Nanotechnology studied | Nano particles, structures and sensors may improve agriculture, but effects on people, animals and soil unknown
There is a lot of anticipation about the application and potential benefits of nanoagriculture but little said about the risks.
The goal of nanotechnology in agriculture is to boost the productivity of plants for food, fuel and other uses, but the American Chemical Society reported its reservations in a podcast.
“Scientists are describing huge gaps in knowledge about the effects of nanoparticles on corn, tomatoes, rice and other food crops,” it said.
There are titanium dioxide nano-particles in powdered sugar on doughnuts and skimmed milk, clay nanoparticles in plastic beer bottles, iron nanoparticles in toddlers’ health drinks, silver nanoparticles in cooking and cleaning items, gold nanoparticles in face creams and nanomaterials in food packaging and storage items, electronics and paints.
There is also the whole emerging science of nanotechnology in medical research, notably the potential use of nanoparticles in cancer detection and therapy.
Nanoparticles and nanotechnology refer to small substances. A nanometre is one billionth of a metre.
Nanotechnology uses structures smaller than 100 nanometres, said Jennifer Kuzma and Peter VerHage of the University of Minnesota in a 2006 report, Nanotechnology in Agriculture and Food Production. A human hair, by comparison, is 100,000 nanometres thick and a nanoparticle is 1/50,000th the width of a single strand.
Nanoparticles and nanostructures are not only invisible to the human eye and conventional microscopes but they require powerful cutting-edge technology such as transmission-electron or scanning-tunnelling microscopes to be seen. While recognizing the potential for nanotechnology, Kuzma’s report posed questions about impacts on human health.
In agriculture, researchers are looking at pesticides contained in nano-particles so that they release in an insect’s stomach to lessen risks to the environment.
Other projects being researched involve the use of nanosensors that can release water and nutrients to meet a plant’s needs long before a farmer recognizes a deficiency.
Jorge Gardea-Torresday, chair of the department of chemistry at the University of Texas at El Paso, said nanoparticles are already in use in about 1,370 consumer products.
“The particles could end up in the environment, settling in the soil, especially as fertilizers, growth enhancers and other nanoagricultural products that hit the market,” he said in an article in the Journal of Agricultural and Food Chemistry.
“Some plants can take up and accumulate nanoparticles. But it is unclear whether this poses a problem for plants or for animals (and humans) that eat them.”
Gardea-Torresday and his research team examined scientific literature to review the safety issue. They analyzed nearly 100 articles on the effects of different types of nanoparticles on edible plants and found that the uptake and buildup of nanoparticles depend on the type of plant and the size and chemical composition of the nanoparticles.
The literature review confirmed that knowledge on plant toxicity of nanomaterials is still at the foundation stage.

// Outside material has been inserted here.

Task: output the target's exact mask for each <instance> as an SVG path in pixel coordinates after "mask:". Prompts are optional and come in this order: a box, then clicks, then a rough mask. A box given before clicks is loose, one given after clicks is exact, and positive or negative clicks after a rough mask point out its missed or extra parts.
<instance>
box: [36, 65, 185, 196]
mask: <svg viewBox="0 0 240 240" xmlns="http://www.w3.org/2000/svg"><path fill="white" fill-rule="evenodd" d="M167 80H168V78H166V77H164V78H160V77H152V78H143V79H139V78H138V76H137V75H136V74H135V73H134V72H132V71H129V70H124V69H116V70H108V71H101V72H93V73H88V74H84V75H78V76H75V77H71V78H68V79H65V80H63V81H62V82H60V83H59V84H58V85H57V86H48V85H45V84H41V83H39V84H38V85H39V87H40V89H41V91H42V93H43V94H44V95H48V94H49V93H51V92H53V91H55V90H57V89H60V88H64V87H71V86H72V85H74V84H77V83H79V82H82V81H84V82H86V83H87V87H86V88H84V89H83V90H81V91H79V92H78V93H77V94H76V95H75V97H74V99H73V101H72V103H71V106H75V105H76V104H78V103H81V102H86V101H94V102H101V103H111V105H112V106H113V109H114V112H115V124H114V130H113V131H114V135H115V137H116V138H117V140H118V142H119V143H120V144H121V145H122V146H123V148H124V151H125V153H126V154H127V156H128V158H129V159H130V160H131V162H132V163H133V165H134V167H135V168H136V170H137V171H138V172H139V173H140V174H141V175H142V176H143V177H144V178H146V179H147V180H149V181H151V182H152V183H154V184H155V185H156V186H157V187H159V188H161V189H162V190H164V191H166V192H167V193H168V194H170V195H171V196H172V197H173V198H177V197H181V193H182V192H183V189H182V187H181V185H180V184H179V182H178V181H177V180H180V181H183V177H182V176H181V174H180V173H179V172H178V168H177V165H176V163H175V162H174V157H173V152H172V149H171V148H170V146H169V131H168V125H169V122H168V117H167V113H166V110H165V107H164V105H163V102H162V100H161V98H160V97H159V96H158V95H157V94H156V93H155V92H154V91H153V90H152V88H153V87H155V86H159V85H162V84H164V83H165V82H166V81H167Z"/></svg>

“In terms of food/agriculture products that use nanoparticles or nanotechnology, there are some examples where lipid nanoparticles (micelles) are used to carry vitamins, etc.,” said Maria DeRosa, associate professor at Carleton University in Ottawa.
DeRosa said nanosensors and nutrient dispensers in food crops are loosely based on the idea of targeted drug delivery in medicine where the chosen drug will treat the disease but leave healthy cells or tissue alone. Applying that concept to crop nutrients is currently inefficient.
“The side-effects of wasted crop nutrients are environmental issues such as the release of greenhouse gases, runoff into waterways, etc.,” she said. “So, the idea is to find innovative ways to deliver nutrients to crops when they are best able to use them and less likely to be wasted. If we can develop sensors that give an indication of the crops’ nutrient needs and these are linked to the delivery of those nutrients, then that would make the ideal smart fertilizer.”
One way to make use of nanoparticles in fertilizers is by taking urea and delivering it as a nanoparticle. In its nano size, it could interact with nanoscale pores on plant roots. The downside is that the spread of these nano-fertilizer particle beads could result in them being washed away.
Another way would be to have the nanoparticle act as the delivery agent with fertilizer stuffed inside a nanotube.
“I think the key thing to think about here is that metallic nanoparticles, like silver for example, will behave differently than nanoparticles made from other materials such as lipid nanoparticles or polymer nanoparticles, so we would have to look at the different cases.”
DeRosa said there are many questions about how nanoparticles in soils will affect crops and the mic-robes in the soils.
She and her co-researchers are starting a project with Environment Canada to answer those questions.